Perhaps this is because it is so dark and stark. I readily concede that it is. It may not be everyone's cup of tea, but it is certainly mine. This symphony has been played orders of magnitude more than everything else on my iPod. It is perfect for writing papers -- it keeps my emotions occupied while my brain works on the papers.
One commenter on the YouTube video that I link to for this said:
If there ever was a man foolish enough to say that despair cannot be sublime, by the time this symphony hits 1 minute and 10 seconds he has been proven wrong.Take out the male-exclusive pronouns, and I could not agree more. It is a piece of beauty drawn from despair.
The symphony begins with a slow movement (unusual for a symphony). It starts with a cello/bass/bassoon dirge, and eventually a solo cello rises above. This movement sets the mood for the entire symphony: slow, stark, and dark. More of the orchestra joins in: first the violas, then the second violins, and finally the firsts -- and the volume rises as more instruments join. At the 2:15 mark, when the strings cannot get any louder, the horns and then the trumpets join in. This characterizes the entire movement -- a series of swells of sound, very beautiful, but slow, stark and dark.

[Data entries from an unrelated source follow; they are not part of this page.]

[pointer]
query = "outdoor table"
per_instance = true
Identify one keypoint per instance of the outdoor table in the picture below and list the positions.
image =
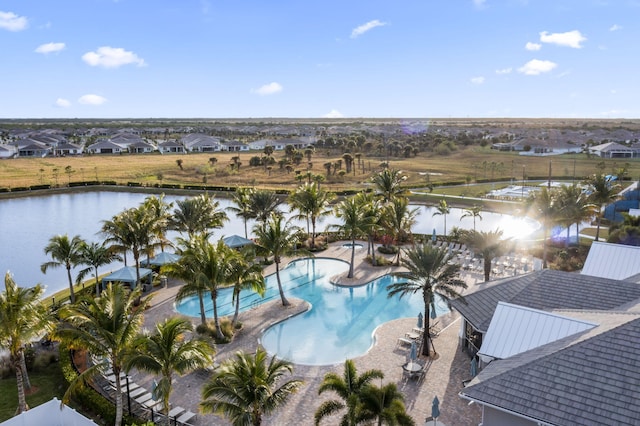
(411, 335)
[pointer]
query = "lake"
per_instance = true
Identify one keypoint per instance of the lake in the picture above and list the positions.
(28, 224)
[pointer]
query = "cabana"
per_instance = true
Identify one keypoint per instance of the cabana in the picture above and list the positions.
(161, 258)
(127, 275)
(236, 241)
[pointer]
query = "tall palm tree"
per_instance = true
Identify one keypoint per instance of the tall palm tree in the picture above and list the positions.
(388, 183)
(473, 212)
(385, 405)
(212, 266)
(105, 327)
(312, 203)
(245, 388)
(428, 271)
(398, 219)
(489, 244)
(197, 215)
(349, 388)
(263, 204)
(135, 229)
(187, 269)
(160, 215)
(242, 208)
(246, 275)
(355, 223)
(544, 206)
(22, 318)
(63, 252)
(602, 192)
(573, 208)
(443, 209)
(278, 238)
(167, 352)
(95, 255)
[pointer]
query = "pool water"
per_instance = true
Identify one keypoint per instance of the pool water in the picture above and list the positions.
(341, 321)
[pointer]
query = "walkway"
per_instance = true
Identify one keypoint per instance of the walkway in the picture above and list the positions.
(443, 378)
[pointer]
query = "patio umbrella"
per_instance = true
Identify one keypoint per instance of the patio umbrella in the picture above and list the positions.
(435, 408)
(474, 367)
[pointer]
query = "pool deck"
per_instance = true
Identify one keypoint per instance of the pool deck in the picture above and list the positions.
(443, 378)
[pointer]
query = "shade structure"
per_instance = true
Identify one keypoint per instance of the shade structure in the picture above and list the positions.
(236, 241)
(127, 275)
(474, 367)
(413, 352)
(435, 408)
(162, 258)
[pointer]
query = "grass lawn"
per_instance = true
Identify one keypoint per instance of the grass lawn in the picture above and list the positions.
(46, 384)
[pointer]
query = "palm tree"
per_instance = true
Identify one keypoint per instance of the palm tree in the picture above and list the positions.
(277, 238)
(246, 275)
(398, 219)
(135, 229)
(602, 192)
(63, 252)
(354, 224)
(95, 255)
(22, 318)
(313, 204)
(489, 244)
(197, 215)
(186, 269)
(263, 204)
(388, 183)
(429, 271)
(212, 270)
(166, 352)
(159, 211)
(474, 212)
(349, 388)
(545, 209)
(242, 200)
(105, 327)
(573, 208)
(442, 209)
(386, 405)
(245, 388)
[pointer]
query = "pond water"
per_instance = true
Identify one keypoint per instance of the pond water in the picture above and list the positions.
(28, 224)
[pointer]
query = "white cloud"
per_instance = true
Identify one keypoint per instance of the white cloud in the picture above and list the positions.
(50, 47)
(12, 22)
(532, 46)
(63, 103)
(536, 67)
(366, 27)
(91, 99)
(334, 113)
(268, 89)
(569, 39)
(112, 57)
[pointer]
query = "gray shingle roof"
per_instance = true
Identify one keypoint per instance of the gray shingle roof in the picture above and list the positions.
(591, 378)
(546, 290)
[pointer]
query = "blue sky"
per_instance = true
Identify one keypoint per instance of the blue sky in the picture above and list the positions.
(310, 59)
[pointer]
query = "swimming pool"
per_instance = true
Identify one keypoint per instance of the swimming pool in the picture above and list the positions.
(341, 321)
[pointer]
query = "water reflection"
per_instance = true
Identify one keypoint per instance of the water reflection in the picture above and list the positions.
(28, 223)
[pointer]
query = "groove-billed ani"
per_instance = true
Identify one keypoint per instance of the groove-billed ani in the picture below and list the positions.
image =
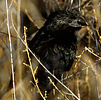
(55, 44)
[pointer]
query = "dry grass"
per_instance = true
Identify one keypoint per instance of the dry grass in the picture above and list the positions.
(17, 69)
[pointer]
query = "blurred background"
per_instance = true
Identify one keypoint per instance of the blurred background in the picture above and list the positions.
(84, 77)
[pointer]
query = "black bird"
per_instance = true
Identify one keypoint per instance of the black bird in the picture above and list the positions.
(55, 43)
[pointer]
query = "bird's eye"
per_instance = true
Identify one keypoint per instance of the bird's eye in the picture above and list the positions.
(69, 21)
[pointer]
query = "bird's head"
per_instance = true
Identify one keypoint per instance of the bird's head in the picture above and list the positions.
(65, 20)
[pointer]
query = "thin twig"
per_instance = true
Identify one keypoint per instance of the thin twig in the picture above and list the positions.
(11, 54)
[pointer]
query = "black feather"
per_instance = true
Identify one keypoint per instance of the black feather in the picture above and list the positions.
(55, 44)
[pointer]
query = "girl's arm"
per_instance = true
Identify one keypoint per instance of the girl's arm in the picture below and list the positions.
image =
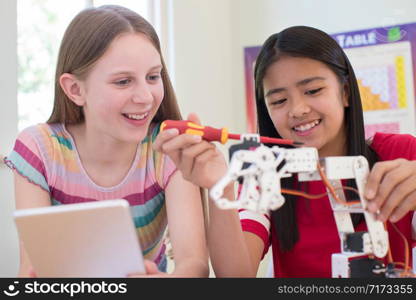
(28, 195)
(233, 253)
(186, 228)
(391, 189)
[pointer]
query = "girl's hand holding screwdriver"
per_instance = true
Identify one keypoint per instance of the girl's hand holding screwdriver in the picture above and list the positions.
(199, 160)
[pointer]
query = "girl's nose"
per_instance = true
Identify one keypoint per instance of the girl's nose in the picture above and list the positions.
(299, 108)
(142, 94)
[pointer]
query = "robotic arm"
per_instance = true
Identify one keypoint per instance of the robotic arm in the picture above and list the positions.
(261, 192)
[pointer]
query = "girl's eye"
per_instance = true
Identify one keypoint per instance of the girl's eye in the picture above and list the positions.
(277, 102)
(153, 77)
(123, 82)
(312, 92)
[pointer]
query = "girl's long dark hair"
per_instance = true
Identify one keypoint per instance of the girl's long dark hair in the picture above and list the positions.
(303, 41)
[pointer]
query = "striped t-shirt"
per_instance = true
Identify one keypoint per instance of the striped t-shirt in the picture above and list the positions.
(46, 155)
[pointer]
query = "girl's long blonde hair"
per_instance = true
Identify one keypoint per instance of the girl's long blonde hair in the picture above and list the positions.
(85, 40)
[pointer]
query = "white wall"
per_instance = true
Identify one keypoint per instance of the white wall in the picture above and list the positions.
(8, 130)
(253, 21)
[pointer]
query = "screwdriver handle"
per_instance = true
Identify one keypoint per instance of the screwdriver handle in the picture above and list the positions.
(208, 133)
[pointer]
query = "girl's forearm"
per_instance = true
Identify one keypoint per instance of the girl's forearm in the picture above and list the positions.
(229, 253)
(191, 267)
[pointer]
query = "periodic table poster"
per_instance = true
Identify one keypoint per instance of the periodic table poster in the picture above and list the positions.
(384, 61)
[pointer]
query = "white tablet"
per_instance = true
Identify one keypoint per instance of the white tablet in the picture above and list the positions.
(93, 239)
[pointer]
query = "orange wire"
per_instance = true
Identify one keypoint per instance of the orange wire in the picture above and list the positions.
(389, 258)
(332, 191)
(406, 247)
(318, 196)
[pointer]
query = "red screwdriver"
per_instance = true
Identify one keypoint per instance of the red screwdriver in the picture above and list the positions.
(211, 134)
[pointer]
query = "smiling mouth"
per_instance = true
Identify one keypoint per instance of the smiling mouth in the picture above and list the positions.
(308, 126)
(136, 116)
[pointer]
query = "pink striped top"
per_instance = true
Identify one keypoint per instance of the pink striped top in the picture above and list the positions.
(46, 155)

Even the second movement, which is in a fast tempo, leads right back into slow, stark, and dark for the third movement (my favorite movement, and the focus of this post). The third movement parallels the beginning of the piece, with sustained cello/bass, but a flute solo to start. The flute passes the melody off to the clarinet, then it goes back to the flute, and the cellos and basses begin to imitate the lines of the flute.
We get a small taste of the melody that will be the climax of the piece when the horns enter at the 1:16 mark, but the first substantial preview is initiated by the violas beginning at about the 2:43 mark. At 4:30 it appears again in a slightly more developed form played by cellos under string tremolo. But it gets interrupted by a reprise of earlier themes. The cellos and basses bring it up again at about 5:32, with a poignant cello solo, and we again get thrown off by reprise of earlier themes. The next time it appears is at the 6:45 mark, and it is a much bigger exposition. At this point we can hear it in depth. It begins at the lowest range of the cellos and rises 6 octaves while swelling to fortissimo, before diving back down to the depths and pianissimo, and returning to the original opening theme.

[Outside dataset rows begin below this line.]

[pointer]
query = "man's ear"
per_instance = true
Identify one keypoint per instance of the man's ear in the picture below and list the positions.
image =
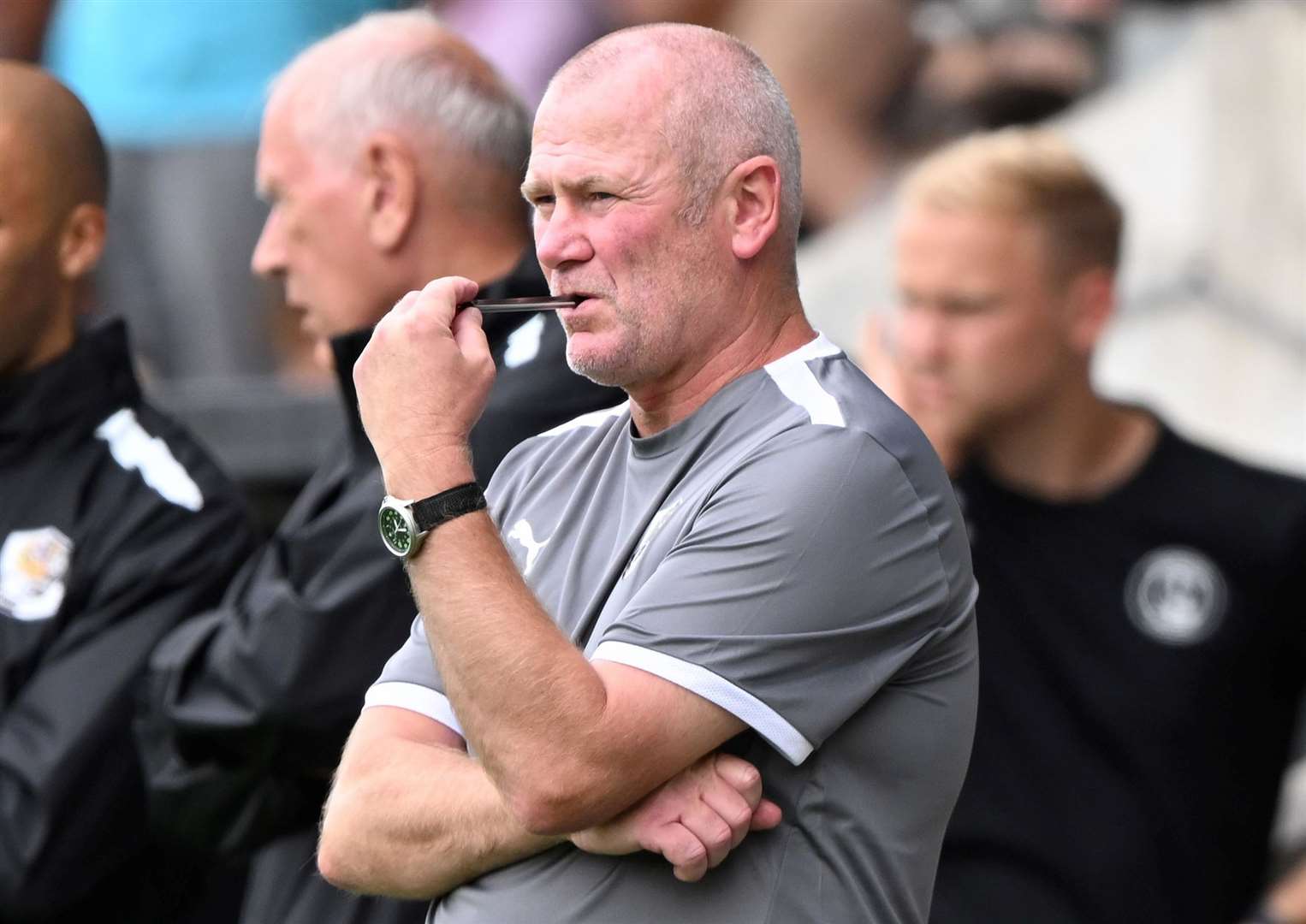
(82, 240)
(752, 196)
(389, 191)
(1090, 302)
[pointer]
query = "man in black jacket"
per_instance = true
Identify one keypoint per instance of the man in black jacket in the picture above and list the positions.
(114, 528)
(391, 154)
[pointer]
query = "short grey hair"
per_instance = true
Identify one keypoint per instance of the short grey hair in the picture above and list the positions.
(379, 74)
(727, 109)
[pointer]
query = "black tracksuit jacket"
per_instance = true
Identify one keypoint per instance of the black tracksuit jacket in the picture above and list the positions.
(114, 528)
(251, 703)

At the 8:30 mark, we have a major theme under which the climax melody, played by the cellos, serves as accompaniment. Finally, at the ten-minute mark, it is the beginning of the big climax. Violins, viola, and cello play it in unison. The melody rises almost 3 octaves and the volume rises to fortissimo until the highest point is reached, and a swift decrescendo down to almost nothing.
For the remainder of the movement we have a sustained focus on the pitch C-sharp. There is a lot of dissonance and resolution and dissonance again, passing from flute to clarinet to first violin to second violin to cello to pizzicato bass, until everyone ends up on the C sharp and just fades away.

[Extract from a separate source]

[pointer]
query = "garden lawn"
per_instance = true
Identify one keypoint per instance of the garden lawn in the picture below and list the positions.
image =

The fourth movement starts at C sharp. It is a necessary semi-resolution of the despair of the third movement, and has some beautiful moments in it, my favorite being the theme that begins at about the 2:48 mark and returns at about the 4:25 mark. In this particular recording, the coda (last part) is interpreted a lot differently than I had ever heard -- extremely slow, but perhaps more like it's intended, as if to say that there's no escape from the stark and dark. Although, if it were all up to me, I wouldn't even be trying to escape.